2) High Fidelity (2000)
The New Crime trio of DeVincentis, Pink, and Cusack strike again with their film adaptation of Nick Hornby's 1995 novel of the same name. According to a May 2000 article in Spin Magazine, the three spent their teen years rummaging through the record bins at Chicago-area stores like Record Exchange; Vintage Vinyl; Shake, Rattle, and Read; and the retail outlet for the label Wax Trax! Records. "I spent a lot of time in those record stores having those dumb conversations," DeVincentis admits. "That's why I had to do this movie. I didn't want to see it made with really stupid references." It's with that level of love for music that they tackled the film's soundtrack. "The film has 70 song cues, and we probably listened to 2,000 songs to get those 70 cues,” Cusack told The New York Times.

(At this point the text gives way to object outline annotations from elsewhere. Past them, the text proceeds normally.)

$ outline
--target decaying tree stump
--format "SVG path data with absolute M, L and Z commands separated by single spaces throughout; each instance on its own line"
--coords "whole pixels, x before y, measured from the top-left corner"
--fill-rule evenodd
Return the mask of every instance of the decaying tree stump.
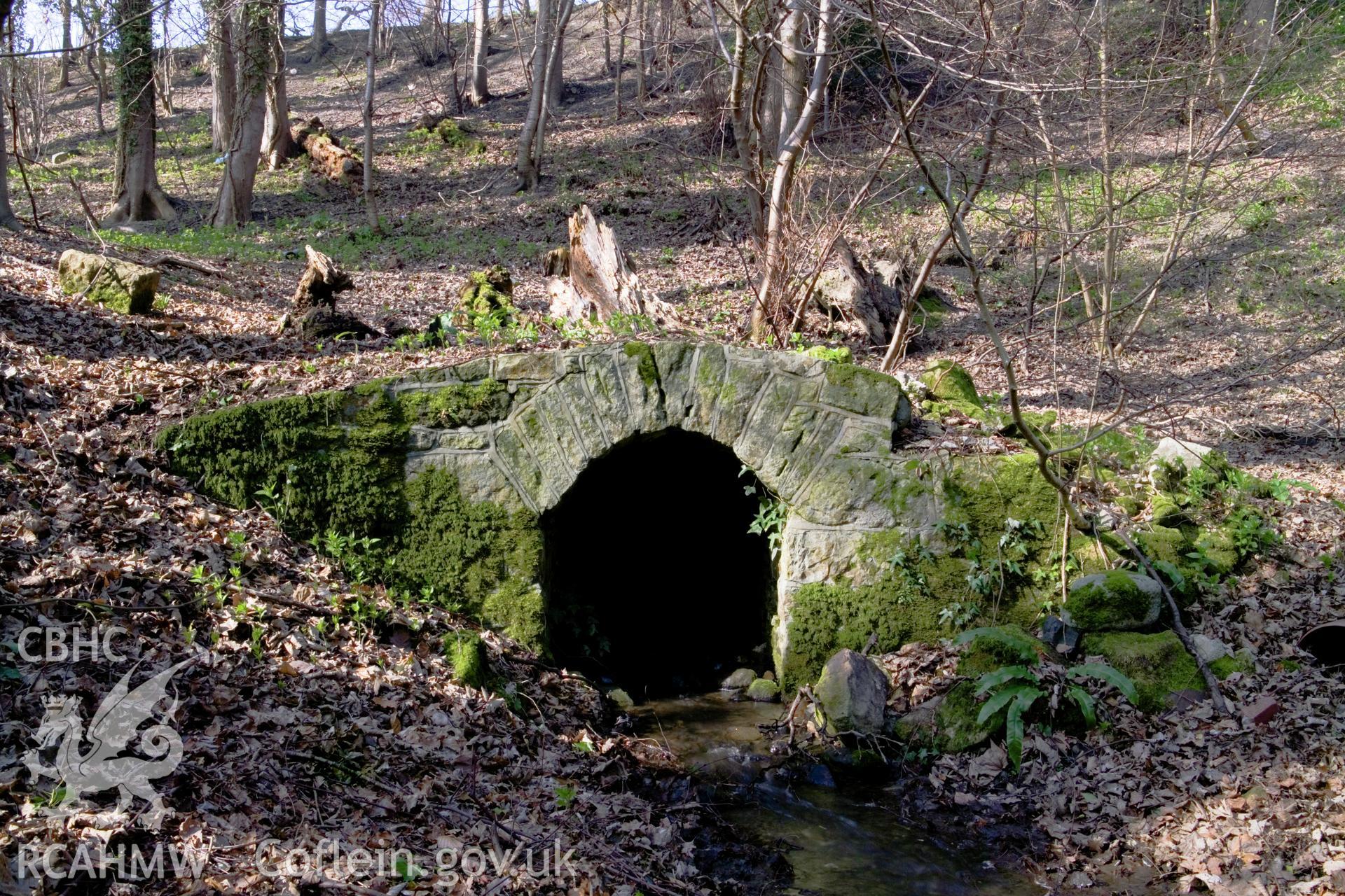
M 308 266 L 299 278 L 299 287 L 295 289 L 295 312 L 321 306 L 335 310 L 336 293 L 354 289 L 355 281 L 336 262 L 312 246 L 304 246 L 304 254 L 308 255 Z
M 554 265 L 558 273 L 561 261 L 549 257 L 547 265 Z M 675 309 L 640 286 L 639 274 L 616 242 L 616 234 L 588 206 L 580 206 L 570 216 L 569 258 L 564 267 L 568 267 L 568 277 L 551 277 L 546 282 L 551 317 L 605 321 L 612 314 L 640 314 L 660 324 L 677 322 Z
M 877 271 L 866 270 L 841 238 L 835 244 L 837 266 L 818 278 L 814 297 L 822 310 L 857 322 L 874 345 L 886 345 L 901 314 L 900 271 L 886 283 Z
M 348 189 L 362 189 L 364 165 L 351 150 L 340 145 L 340 140 L 327 133 L 320 118 L 309 118 L 296 125 L 292 136 L 308 153 L 308 164 L 315 172 Z

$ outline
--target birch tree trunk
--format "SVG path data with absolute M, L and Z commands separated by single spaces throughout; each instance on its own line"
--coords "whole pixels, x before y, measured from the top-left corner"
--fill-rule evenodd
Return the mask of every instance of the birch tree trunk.
M 289 130 L 289 90 L 285 86 L 285 31 L 284 12 L 280 13 L 280 28 L 272 44 L 270 79 L 266 82 L 266 124 L 261 138 L 261 154 L 272 171 L 282 168 L 285 161 L 299 154 L 295 138 Z
M 176 211 L 155 173 L 155 47 L 149 0 L 117 4 L 117 157 L 102 224 L 169 220 Z
M 473 0 L 472 20 L 472 105 L 480 106 L 491 98 L 486 86 L 486 48 L 491 40 L 491 0 Z
M 238 103 L 234 16 L 229 0 L 208 0 L 206 11 L 210 20 L 210 145 L 215 152 L 225 152 L 233 138 Z
M 835 28 L 835 8 L 831 0 L 822 0 L 818 9 L 818 40 L 812 48 L 812 81 L 808 83 L 808 97 L 799 113 L 799 121 L 780 144 L 775 159 L 775 175 L 771 180 L 771 204 L 765 228 L 765 270 L 761 274 L 761 287 L 757 301 L 752 305 L 752 337 L 765 339 L 769 326 L 769 302 L 784 289 L 783 236 L 784 219 L 788 214 L 790 197 L 794 189 L 794 175 L 799 156 L 812 133 L 822 98 L 831 74 L 831 35 Z
M 518 173 L 515 189 L 534 189 L 539 177 L 537 159 L 537 134 L 541 130 L 542 114 L 546 109 L 546 59 L 550 55 L 551 3 L 537 0 L 537 24 L 533 28 L 533 89 L 527 101 L 527 117 L 518 134 L 518 160 L 514 171 Z
M 56 87 L 70 86 L 70 0 L 61 0 L 61 78 Z
M 776 144 L 784 142 L 803 113 L 808 62 L 803 55 L 804 0 L 787 0 L 780 24 L 780 125 Z
M 479 0 L 486 3 L 486 0 Z M 364 50 L 364 216 L 375 234 L 378 228 L 378 203 L 374 197 L 374 60 L 378 50 L 378 20 L 382 0 L 373 0 L 369 12 L 369 46 Z
M 327 0 L 313 0 L 313 52 L 321 56 L 331 42 L 327 39 Z
M 11 0 L 0 0 L 0 32 L 4 32 L 5 23 L 9 20 Z M 13 208 L 9 206 L 9 150 L 7 149 L 8 141 L 4 133 L 4 109 L 5 109 L 5 86 L 4 79 L 0 78 L 0 227 L 5 230 L 22 231 L 23 224 L 19 223 L 19 218 L 13 214 Z
M 247 0 L 239 21 L 242 52 L 238 58 L 238 99 L 233 130 L 225 150 L 225 176 L 210 211 L 213 227 L 237 227 L 252 219 L 253 187 L 261 161 L 261 137 L 266 124 L 268 66 L 276 42 L 276 0 Z

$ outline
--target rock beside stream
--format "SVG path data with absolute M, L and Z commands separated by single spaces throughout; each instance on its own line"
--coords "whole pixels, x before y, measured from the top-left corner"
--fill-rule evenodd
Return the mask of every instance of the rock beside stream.
M 888 676 L 862 653 L 843 649 L 833 654 L 822 669 L 816 695 L 831 731 L 865 735 L 882 731 Z

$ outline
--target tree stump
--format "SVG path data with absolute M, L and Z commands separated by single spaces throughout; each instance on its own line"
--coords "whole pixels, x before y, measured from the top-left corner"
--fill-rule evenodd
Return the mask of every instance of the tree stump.
M 340 141 L 327 133 L 321 118 L 309 118 L 296 125 L 292 136 L 295 142 L 308 153 L 308 164 L 315 172 L 335 180 L 347 189 L 363 188 L 364 165 L 355 153 L 340 145 Z
M 644 290 L 616 234 L 588 206 L 570 216 L 569 230 L 568 277 L 546 282 L 551 317 L 605 321 L 613 314 L 639 314 L 660 324 L 677 322 L 675 309 Z
M 818 305 L 829 314 L 858 324 L 872 344 L 886 345 L 901 314 L 897 283 L 888 285 L 876 271 L 866 270 L 845 238 L 837 240 L 835 258 L 838 265 L 818 278 L 814 292 Z
M 336 294 L 354 289 L 355 282 L 336 262 L 312 246 L 304 246 L 304 253 L 308 255 L 308 266 L 295 290 L 295 312 L 323 306 L 335 310 Z

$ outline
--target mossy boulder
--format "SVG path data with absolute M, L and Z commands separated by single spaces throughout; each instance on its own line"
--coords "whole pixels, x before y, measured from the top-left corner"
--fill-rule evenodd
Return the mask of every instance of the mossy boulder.
M 827 660 L 815 689 L 834 733 L 876 735 L 888 707 L 888 674 L 857 650 L 838 650 Z
M 976 408 L 985 407 L 971 375 L 956 361 L 932 361 L 920 373 L 920 382 L 929 387 L 931 395 L 944 402 L 967 402 Z
M 486 682 L 486 647 L 475 631 L 449 631 L 444 635 L 444 656 L 453 666 L 453 680 L 469 688 Z
M 459 293 L 459 308 L 472 317 L 512 313 L 514 278 L 503 265 L 472 271 Z
M 1084 638 L 1084 650 L 1100 656 L 1135 682 L 1137 705 L 1145 712 L 1161 712 L 1180 690 L 1205 690 L 1196 658 L 1186 653 L 1171 631 L 1095 633 Z
M 153 267 L 67 249 L 61 254 L 56 274 L 66 296 L 83 293 L 122 314 L 148 314 L 155 306 L 159 271 Z
M 1134 631 L 1158 622 L 1162 598 L 1162 584 L 1147 575 L 1095 572 L 1069 583 L 1063 619 L 1080 631 Z
M 480 138 L 473 137 L 463 125 L 452 118 L 438 122 L 434 126 L 434 133 L 444 141 L 445 146 L 457 149 L 463 154 L 477 156 L 486 152 L 486 144 Z
M 959 681 L 939 701 L 933 713 L 932 746 L 942 752 L 963 752 L 979 747 L 1003 724 L 1003 713 L 976 721 L 981 700 L 974 681 Z
M 768 680 L 757 678 L 748 685 L 746 699 L 757 703 L 772 703 L 780 699 L 780 685 Z

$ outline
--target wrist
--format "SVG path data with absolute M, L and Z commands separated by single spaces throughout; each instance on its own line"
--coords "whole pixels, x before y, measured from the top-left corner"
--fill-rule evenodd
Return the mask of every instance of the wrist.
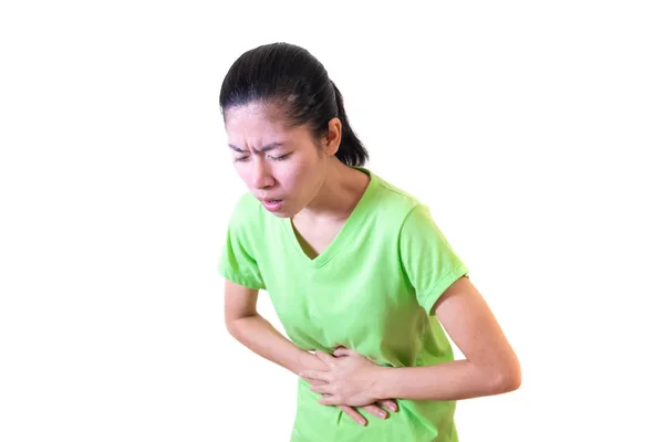
M 392 394 L 392 383 L 394 382 L 394 370 L 393 367 L 376 367 L 372 373 L 371 394 L 377 399 L 396 399 Z
M 325 362 L 320 360 L 315 355 L 301 349 L 298 354 L 298 367 L 295 367 L 293 372 L 298 375 L 304 370 L 328 371 L 328 366 L 325 366 Z

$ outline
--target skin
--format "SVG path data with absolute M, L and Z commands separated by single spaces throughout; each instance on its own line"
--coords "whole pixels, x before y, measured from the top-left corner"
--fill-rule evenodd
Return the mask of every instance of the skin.
M 312 257 L 318 255 L 341 230 L 369 185 L 369 177 L 334 156 L 341 143 L 339 118 L 329 122 L 329 131 L 320 139 L 313 139 L 305 126 L 288 127 L 278 108 L 262 103 L 226 109 L 225 122 L 238 176 L 257 199 L 282 199 L 283 207 L 273 214 L 290 218 L 303 249 Z M 226 293 L 227 328 L 238 340 L 294 373 L 325 369 L 314 355 L 297 348 L 258 315 L 256 291 L 228 281 Z M 387 418 L 378 406 L 398 410 L 388 398 L 355 407 Z M 352 407 L 338 407 L 357 423 L 367 423 Z
M 283 199 L 283 207 L 274 215 L 290 218 L 304 250 L 310 256 L 319 254 L 334 239 L 369 183 L 364 173 L 334 157 L 341 141 L 341 122 L 331 119 L 326 136 L 312 139 L 308 127 L 289 128 L 279 120 L 278 108 L 264 104 L 231 108 L 225 117 L 238 176 L 258 199 Z M 240 291 L 232 285 L 231 290 Z M 253 299 L 246 312 L 255 312 L 255 306 Z M 297 350 L 283 341 L 281 354 L 267 357 L 308 380 L 312 391 L 323 394 L 320 403 L 343 407 L 356 420 L 350 407 L 380 403 L 386 398 L 460 400 L 519 388 L 519 361 L 469 278 L 459 278 L 440 294 L 435 313 L 465 359 L 429 367 L 392 368 L 340 347 L 333 355 L 317 354 L 314 364 L 312 355 L 297 356 Z M 242 335 L 238 327 L 234 330 Z M 273 339 L 273 333 L 264 336 Z M 248 346 L 262 355 L 274 348 L 262 348 L 256 340 Z M 280 356 L 287 354 L 295 355 L 295 361 Z

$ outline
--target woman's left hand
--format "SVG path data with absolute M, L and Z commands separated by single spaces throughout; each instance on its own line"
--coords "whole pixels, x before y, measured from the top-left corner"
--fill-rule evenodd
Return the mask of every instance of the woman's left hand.
M 324 406 L 364 407 L 381 399 L 375 392 L 376 375 L 384 370 L 364 356 L 345 347 L 334 350 L 334 357 L 317 351 L 315 356 L 328 366 L 328 371 L 305 370 L 300 377 L 325 383 L 311 387 L 311 391 L 323 394 L 319 403 Z

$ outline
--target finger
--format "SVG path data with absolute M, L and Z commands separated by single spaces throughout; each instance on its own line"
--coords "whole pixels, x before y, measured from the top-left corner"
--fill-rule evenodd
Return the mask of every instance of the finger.
M 375 415 L 376 418 L 381 418 L 381 419 L 387 419 L 387 412 L 385 410 L 383 410 L 381 407 L 377 406 L 365 406 L 362 407 L 363 410 L 372 413 L 373 415 Z
M 328 393 L 332 392 L 331 391 L 332 389 L 330 388 L 329 383 L 322 383 L 320 386 L 311 386 L 311 387 L 309 387 L 309 389 L 311 391 L 313 391 L 314 393 L 319 393 L 319 394 L 328 394 Z
M 377 401 L 377 403 L 380 403 L 382 407 L 385 407 L 390 411 L 398 411 L 398 406 L 396 404 L 396 401 L 392 399 L 383 399 Z
M 305 370 L 298 376 L 308 380 L 322 380 L 325 382 L 330 382 L 331 380 L 331 375 L 328 371 Z
M 332 394 L 328 394 L 319 399 L 321 406 L 339 406 L 339 400 Z
M 353 419 L 355 422 L 357 422 L 362 427 L 366 425 L 366 420 L 364 420 L 362 414 L 360 414 L 357 411 L 355 411 L 354 408 L 347 407 L 347 406 L 339 406 L 339 409 L 341 411 L 343 411 L 344 413 L 346 413 L 347 415 L 350 415 L 351 419 Z
M 338 358 L 344 357 L 344 356 L 351 356 L 354 351 L 351 350 L 350 348 L 345 348 L 345 347 L 339 347 L 338 349 L 334 350 L 334 356 Z
M 325 362 L 328 365 L 328 367 L 334 367 L 334 357 L 331 355 L 328 355 L 325 351 L 317 351 L 315 356 L 322 360 L 323 362 Z

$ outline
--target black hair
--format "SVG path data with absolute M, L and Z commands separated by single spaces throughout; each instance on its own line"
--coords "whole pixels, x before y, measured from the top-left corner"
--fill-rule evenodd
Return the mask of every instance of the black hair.
M 328 71 L 309 51 L 289 43 L 264 44 L 245 52 L 230 66 L 219 94 L 224 116 L 234 106 L 252 102 L 276 104 L 291 127 L 308 125 L 312 137 L 328 134 L 328 123 L 341 120 L 336 157 L 363 166 L 369 152 L 349 123 L 343 96 Z

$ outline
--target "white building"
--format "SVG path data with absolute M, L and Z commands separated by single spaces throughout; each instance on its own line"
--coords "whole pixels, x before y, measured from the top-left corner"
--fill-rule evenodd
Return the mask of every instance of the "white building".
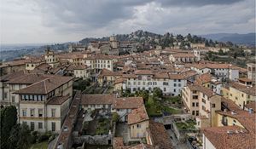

He elaborates on the process in a chat with AV Club, explaining, "It was really just me and a few guys choosing what we wanted on the soundtrack. But then to get the songs from the record companies was incredibly hard because each big conglomerate has their own catalog, like the Polygram masters or the MCA masters. We dealt with this horrible corporate system where you'd have to pick the catalog that you thought had the best cross-section, then you'd have to work these side deals directly with the artist to get the stuff in the catalog that you absolutely had to have. It was pretty hard to get all the songs in, but it turned out exactly how we wanted it to."
In one of KEXP's favorite scenes, record store manager Rob Gordon (played by Cusack, natch) whispers to a co-worker, "I will now sell five copies of The Three E.P.s by The Beta Band." In the first month that film was in theaters, Astralwerks reported album sales for The Three E.P.s quadrupled.
1) Say Anything... (1989)
And, no surprise, Cameron Crowe's directorial debut tops the list. Over his 30-year film career, he's become known for his on-point soundtrack selections, and with Say Anything..., he got it right straight out of the gate. That said, it's hard to believe Peter Gabriel's "In Your Eyes" wasn't Crowe's first choice. During filming, Cusack is blasting Fishbone’s "Bonin’ in the Boneyard," which is not exactly the song I imagine Diane wants to hear outside her bedroom window. In the script, Crowe had written “To Be A Lover” by Billy Idol. But, as he tells Entertainment Weekly, one day he was listening to a mix tape he had made for his wedding to Heart's Nancy Wilson, and Peter Gabriel's "In Your Eyes" came on. "I got this chill because all the words linked up to what we’d filmed and what we were struggling to find a score to or a song." The rest of the soundtrack bounces around from The Replacements ("Within Your Reach") to the Red Hot Chili Peppers ("Taste the Pain") to Joe Satriani ("One Big Rush"), but Crowe says he wouldn't change a thing. "It feels like the movie," he tells EW. "I might put more Replacements on there or a Who song or 'Clash City Rockers' or something like that to flesh it out, but basically it feels like the movie and I dig it."